Income, Commuting, and Race: An Analysis of Transportation Trends in New York and California

Matthew
Information Expositions — Spring 2024
8 min readMay 9, 2024

In New York State, the correlation of people walking to work with different income levels is nearly the same. My research focuses on unexpected relationships between variables, which can be one of the most interesting aspects of data analysis. When comparing unrelated variables people make the mistake of thinking correlation means causation because there can be unexpected relationships due to coincidence. In my research of the United States Census Bureau API, I discovered that there is an unusual correlation between “Household Income in the Past 12 Months” and “Means of Transportation to Work.”

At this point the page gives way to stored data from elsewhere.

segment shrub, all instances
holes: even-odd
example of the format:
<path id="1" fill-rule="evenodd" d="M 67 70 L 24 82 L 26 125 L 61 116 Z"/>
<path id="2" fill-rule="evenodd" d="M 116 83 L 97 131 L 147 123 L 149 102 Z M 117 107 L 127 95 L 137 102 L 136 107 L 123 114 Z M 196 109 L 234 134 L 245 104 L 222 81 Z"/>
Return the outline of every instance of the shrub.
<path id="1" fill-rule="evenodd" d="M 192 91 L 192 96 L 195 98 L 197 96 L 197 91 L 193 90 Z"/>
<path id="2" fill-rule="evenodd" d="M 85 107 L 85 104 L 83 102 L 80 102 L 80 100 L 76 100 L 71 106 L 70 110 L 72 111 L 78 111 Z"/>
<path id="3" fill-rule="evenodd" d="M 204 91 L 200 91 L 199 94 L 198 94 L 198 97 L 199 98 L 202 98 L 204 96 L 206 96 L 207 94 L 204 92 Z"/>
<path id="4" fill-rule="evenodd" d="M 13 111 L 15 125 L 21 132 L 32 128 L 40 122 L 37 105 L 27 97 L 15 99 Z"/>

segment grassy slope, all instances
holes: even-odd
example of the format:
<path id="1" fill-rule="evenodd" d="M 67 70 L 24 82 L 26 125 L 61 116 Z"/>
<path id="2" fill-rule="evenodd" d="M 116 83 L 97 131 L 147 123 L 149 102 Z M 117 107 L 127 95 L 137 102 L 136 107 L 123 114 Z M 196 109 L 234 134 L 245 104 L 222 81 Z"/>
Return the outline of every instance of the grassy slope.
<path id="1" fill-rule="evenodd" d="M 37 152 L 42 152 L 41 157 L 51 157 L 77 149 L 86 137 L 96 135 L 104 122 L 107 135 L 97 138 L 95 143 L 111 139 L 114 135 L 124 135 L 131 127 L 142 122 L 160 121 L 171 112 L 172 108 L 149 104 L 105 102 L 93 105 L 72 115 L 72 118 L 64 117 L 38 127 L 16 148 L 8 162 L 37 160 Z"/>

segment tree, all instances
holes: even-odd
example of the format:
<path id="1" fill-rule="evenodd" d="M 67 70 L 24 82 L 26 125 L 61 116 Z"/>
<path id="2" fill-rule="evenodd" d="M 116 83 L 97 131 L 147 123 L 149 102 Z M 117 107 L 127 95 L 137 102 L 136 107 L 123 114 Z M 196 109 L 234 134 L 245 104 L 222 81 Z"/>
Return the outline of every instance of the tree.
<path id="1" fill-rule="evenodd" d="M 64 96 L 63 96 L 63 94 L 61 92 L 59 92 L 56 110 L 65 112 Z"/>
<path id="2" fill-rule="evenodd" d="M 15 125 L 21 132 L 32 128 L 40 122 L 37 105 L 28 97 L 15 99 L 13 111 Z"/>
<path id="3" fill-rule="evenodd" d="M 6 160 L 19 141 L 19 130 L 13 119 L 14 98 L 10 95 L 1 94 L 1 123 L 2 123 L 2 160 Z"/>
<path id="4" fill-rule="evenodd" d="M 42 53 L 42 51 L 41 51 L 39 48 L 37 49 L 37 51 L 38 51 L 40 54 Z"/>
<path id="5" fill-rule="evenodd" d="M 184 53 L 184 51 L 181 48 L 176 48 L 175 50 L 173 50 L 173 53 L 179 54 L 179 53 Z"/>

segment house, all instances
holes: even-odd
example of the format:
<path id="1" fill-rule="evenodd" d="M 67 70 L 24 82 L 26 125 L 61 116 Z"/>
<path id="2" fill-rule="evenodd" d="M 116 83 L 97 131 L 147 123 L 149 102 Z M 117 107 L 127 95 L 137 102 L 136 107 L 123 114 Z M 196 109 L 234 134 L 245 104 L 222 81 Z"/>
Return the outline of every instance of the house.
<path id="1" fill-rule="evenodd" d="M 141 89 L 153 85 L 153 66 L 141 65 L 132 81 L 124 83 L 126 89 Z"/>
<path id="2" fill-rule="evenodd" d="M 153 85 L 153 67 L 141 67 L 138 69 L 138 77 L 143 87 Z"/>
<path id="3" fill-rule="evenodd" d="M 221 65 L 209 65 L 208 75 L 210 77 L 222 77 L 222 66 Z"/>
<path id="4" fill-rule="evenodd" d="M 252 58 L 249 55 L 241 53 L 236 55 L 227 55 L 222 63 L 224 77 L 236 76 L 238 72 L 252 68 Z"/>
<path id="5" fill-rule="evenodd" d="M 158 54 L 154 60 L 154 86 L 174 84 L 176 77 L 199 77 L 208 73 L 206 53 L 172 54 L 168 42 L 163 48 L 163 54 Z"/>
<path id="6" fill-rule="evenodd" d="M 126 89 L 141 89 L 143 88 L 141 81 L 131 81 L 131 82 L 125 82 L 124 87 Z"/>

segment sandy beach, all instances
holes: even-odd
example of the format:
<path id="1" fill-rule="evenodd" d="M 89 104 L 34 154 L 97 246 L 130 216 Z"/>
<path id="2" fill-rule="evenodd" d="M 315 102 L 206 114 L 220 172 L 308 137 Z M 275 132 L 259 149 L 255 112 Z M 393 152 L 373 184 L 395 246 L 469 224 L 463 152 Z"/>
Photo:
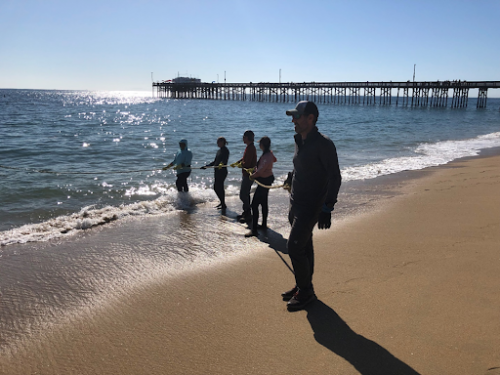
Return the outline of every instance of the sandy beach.
<path id="1" fill-rule="evenodd" d="M 315 232 L 306 311 L 280 298 L 294 279 L 270 232 L 3 350 L 0 373 L 498 374 L 500 156 L 405 173 L 401 194 Z"/>

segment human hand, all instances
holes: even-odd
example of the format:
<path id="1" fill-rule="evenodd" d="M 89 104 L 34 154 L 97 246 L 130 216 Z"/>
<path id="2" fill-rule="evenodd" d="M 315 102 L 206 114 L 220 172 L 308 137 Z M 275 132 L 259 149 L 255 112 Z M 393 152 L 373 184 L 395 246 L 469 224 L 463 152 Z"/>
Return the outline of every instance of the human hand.
<path id="1" fill-rule="evenodd" d="M 250 179 L 250 181 L 255 181 L 255 177 L 253 177 L 252 175 L 249 175 L 248 178 Z"/>
<path id="2" fill-rule="evenodd" d="M 330 229 L 332 226 L 332 214 L 331 212 L 321 211 L 318 219 L 319 229 Z"/>
<path id="3" fill-rule="evenodd" d="M 207 167 L 201 167 L 200 169 L 207 169 Z"/>
<path id="4" fill-rule="evenodd" d="M 286 178 L 285 182 L 283 182 L 283 189 L 288 190 L 288 192 L 292 191 L 292 179 L 293 172 L 288 172 L 288 177 Z"/>

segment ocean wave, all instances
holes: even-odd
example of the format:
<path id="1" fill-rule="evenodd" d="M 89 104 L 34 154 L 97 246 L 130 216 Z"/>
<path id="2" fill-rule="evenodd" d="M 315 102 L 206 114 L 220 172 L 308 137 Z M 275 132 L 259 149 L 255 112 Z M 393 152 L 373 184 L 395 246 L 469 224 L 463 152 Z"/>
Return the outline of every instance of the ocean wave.
<path id="1" fill-rule="evenodd" d="M 212 190 L 191 189 L 189 193 L 178 194 L 168 191 L 161 197 L 118 207 L 96 208 L 94 205 L 82 208 L 71 215 L 58 216 L 42 223 L 26 224 L 19 228 L 0 232 L 0 245 L 48 241 L 67 237 L 110 222 L 132 216 L 165 215 L 179 210 L 189 210 L 197 204 L 213 200 Z"/>
<path id="2" fill-rule="evenodd" d="M 482 149 L 500 147 L 500 132 L 472 139 L 421 143 L 415 156 L 384 159 L 380 162 L 342 169 L 344 181 L 367 180 L 409 170 L 418 170 L 449 163 L 452 160 L 476 156 Z"/>

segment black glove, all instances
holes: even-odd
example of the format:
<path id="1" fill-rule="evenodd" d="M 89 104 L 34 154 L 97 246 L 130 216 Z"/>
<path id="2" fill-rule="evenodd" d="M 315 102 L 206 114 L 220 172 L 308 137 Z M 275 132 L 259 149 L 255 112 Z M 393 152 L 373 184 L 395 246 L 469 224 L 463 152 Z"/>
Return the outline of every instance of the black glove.
<path id="1" fill-rule="evenodd" d="M 319 229 L 330 229 L 332 226 L 332 213 L 321 211 L 318 219 Z"/>
<path id="2" fill-rule="evenodd" d="M 207 169 L 207 167 L 201 167 L 200 169 Z"/>

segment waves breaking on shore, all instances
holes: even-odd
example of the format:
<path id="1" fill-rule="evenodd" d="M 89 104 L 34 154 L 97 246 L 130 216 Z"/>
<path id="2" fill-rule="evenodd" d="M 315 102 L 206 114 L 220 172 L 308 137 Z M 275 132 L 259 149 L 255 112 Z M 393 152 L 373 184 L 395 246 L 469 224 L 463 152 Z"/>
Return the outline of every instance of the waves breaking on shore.
<path id="1" fill-rule="evenodd" d="M 481 135 L 473 139 L 422 143 L 413 150 L 413 156 L 389 158 L 380 162 L 342 168 L 342 178 L 344 181 L 356 181 L 407 170 L 424 169 L 443 165 L 458 158 L 476 156 L 482 149 L 493 147 L 500 147 L 500 132 Z M 284 176 L 279 176 L 275 184 L 283 178 Z M 236 194 L 237 189 L 231 186 L 229 195 Z M 198 204 L 214 200 L 216 197 L 210 188 L 195 186 L 188 194 L 178 194 L 174 189 L 170 189 L 154 200 L 102 208 L 87 206 L 71 215 L 59 216 L 42 223 L 27 224 L 0 232 L 0 245 L 68 237 L 126 217 L 165 215 L 178 210 L 189 210 Z"/>

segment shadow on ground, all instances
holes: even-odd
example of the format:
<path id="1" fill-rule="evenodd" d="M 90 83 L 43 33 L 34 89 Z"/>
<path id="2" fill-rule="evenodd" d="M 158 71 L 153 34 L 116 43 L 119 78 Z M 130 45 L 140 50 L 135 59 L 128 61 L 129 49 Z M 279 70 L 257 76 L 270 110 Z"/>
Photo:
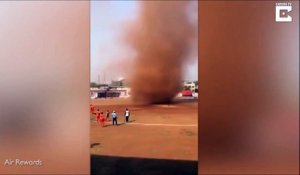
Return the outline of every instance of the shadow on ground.
<path id="1" fill-rule="evenodd" d="M 197 161 L 91 155 L 93 175 L 197 175 Z"/>

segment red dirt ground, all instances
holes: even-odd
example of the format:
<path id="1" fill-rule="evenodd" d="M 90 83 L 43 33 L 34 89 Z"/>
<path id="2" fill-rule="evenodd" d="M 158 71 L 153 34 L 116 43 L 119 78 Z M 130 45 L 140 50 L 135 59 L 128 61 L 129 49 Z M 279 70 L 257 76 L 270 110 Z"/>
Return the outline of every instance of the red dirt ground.
<path id="1" fill-rule="evenodd" d="M 99 99 L 91 104 L 104 113 L 115 110 L 119 124 L 109 121 L 101 127 L 91 115 L 92 155 L 197 160 L 198 101 L 137 106 L 129 99 Z M 126 107 L 131 112 L 128 124 L 124 124 Z"/>

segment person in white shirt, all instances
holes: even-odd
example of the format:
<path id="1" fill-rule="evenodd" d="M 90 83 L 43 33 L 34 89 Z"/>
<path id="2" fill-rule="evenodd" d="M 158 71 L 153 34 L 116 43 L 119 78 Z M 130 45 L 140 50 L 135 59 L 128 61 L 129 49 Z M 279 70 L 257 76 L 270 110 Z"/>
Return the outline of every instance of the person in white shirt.
<path id="1" fill-rule="evenodd" d="M 125 116 L 125 122 L 126 123 L 129 122 L 130 112 L 129 112 L 128 108 L 125 109 L 124 116 Z"/>

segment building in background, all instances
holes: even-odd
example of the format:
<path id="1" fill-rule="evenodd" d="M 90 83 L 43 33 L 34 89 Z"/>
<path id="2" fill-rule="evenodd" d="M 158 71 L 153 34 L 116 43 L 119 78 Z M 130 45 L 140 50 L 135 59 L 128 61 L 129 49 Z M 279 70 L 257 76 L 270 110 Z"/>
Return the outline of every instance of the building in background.
<path id="1" fill-rule="evenodd" d="M 196 92 L 198 90 L 198 81 L 183 81 L 183 89 L 184 90 L 191 90 L 192 92 Z"/>
<path id="2" fill-rule="evenodd" d="M 126 98 L 130 97 L 130 91 L 131 89 L 128 87 L 128 82 L 124 78 L 113 80 L 110 84 L 97 84 L 92 82 L 90 87 L 90 97 L 92 99 L 113 97 Z"/>

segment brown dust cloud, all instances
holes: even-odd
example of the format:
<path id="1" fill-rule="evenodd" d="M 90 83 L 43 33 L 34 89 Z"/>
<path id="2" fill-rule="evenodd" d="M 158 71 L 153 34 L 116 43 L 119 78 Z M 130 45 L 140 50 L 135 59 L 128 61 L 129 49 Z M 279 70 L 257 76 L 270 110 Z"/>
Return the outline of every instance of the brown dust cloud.
<path id="1" fill-rule="evenodd" d="M 188 16 L 191 2 L 144 1 L 127 33 L 135 51 L 130 76 L 139 104 L 170 103 L 181 90 L 191 43 L 197 33 Z"/>

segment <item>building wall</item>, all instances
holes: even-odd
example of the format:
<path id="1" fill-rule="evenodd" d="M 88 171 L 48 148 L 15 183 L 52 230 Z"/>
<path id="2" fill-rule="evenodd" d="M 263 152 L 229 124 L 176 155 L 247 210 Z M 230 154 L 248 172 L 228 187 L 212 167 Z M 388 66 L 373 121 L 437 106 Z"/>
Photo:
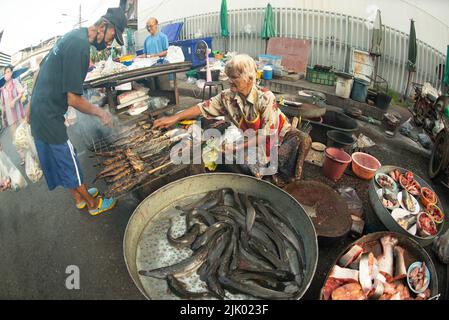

Transportation to Work vs High-Income Individuals

The chart below is a heatmap portraying New York State’s transportation to work vs individuals with an income of $200,000 or more. The visualization was leveraged to illustrate the unique correlation between transportation to work for people with a high-income. The correlations reveal that there is a strong relationship between high-income individuals and alternative modes of transportation to work such as walking, bicycling, and the use of public transportation (excluding taxicab). With the exception of taking a bus, these three forms of transportation appear to be the most physically demanding ways of commuting to work.

NY: Heatmap of Transportation vs High-income Individuals

Societal norms might suggest that the wealthy are commuting to work by car, truck, or van, but this variable has one of the weakest correlations in the heatmap. A possible explanation for the unique correlations could be because almost half of the population of New York State is based in New York City, having a major impact on the data. In the city, it is not economically reasonable to own a car because of consistent traffic, poorly designed roads, the difficulty of finding a parking spot, and the high-cost of owning a vehicle. The visualization does illustrate there is a strong relationship with wealthy people taking a “Taxicab” to work, which could be a convenient replacement for high-income earners, since it is a similar form of transportation as driving your own vehicle. The population of large cities could have a major influence on the distribution of the correlation between income and transportation, forcing more people to walk to work.

Transportation to Work vs Low-Income Individuals

Following this visualization, I created a heatmap with the same variables to make comparisons of individuals modes of transportation to work with an income of less than $10,000. Almost all of the variables analyzed had a correlation coefficient of 0.86 or higher, except for car, truck, or van and carpooled. These findings were not surprising because it can be difficult to afford a vehicle as a low-income individual. The explanation for stronger correlation within this heatmap is likely because public transportation, buses, walking, and cycling to work are all cheap, making them cost efficient for low income individuals.

The confusing part of this heatmap is that taxis and people with an income of less than $10,000 have a correlation coefficient of 0.87, which is higher than people with a high-income. A potential reason for low-income individuals having a stronger correlation could be if people are ride-sharing, making the cost of taxis cheaper and more efficient than perhaps taking the bus.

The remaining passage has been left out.